Rumors about Google’s plans to launch a YouTube music streaming service have been coming and going for a while now, but today we have what sound like solid details on what the company has in the works.
To start, the subscription service will be known as YouTube Music Key, which lends support to the idea that Google will continue to use the YouTube name. In addition, Google will change Google Play All Music Access to a relatively easier to say Google Play Music Key.
Feature-wise, YouTube Music Key sounds like a lot of other music services like Spotify and Rdio. It’ll offer a vast amount of ad-free music that can be played however you like; regardless of if you’re online of offline. Also unsurprising is the news that Music Key will give newcomers a month-long trial to test it out, with the hopes that people will like it enough to pay the $10/month fee. That fee, however, will apparently cover both YouTube Music Key and Google Play Music Key, which makes a lot of sense, considering the benefits the two services share.
YouTube Music Key may have one major selling point over other services like it, including its Google Play Music Key partner. And that’s how users will gain access to music outside of an artist’s officially released albums.
Specifically, concert footage, covers of songs done by other performers and remixes. It’d be interesting to see if the remixes would only be professionally produced tracks, or fan-made ones as well. Considering the service will recommend new content based on what’s been previously watched, there’d be a greater chance to discover some not-so-well-known creators.
We still have no clue when YouTube Music Key will launch, with the above details being two-steps under being official.
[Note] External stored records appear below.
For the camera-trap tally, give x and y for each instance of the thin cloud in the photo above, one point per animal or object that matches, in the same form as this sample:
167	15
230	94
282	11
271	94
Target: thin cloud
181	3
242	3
The subscription service was once delayed out of 2013, and even a report from earlier this year stated that Google would push it back even further.
For all we know, Google could simply roll this long-rumored new service into its currently existing one and rename Google Play All Music Access to the aforementioned title.
Should both Music Keys debut later this year, it’ll still be yet another music service hoping to pull music-lovers from one competing service to another. With Spotify, Rdio, Pandora and so many others already out there, it’s a wonder what Google hopes to accomplish with their own –actually their second—music-focused offering.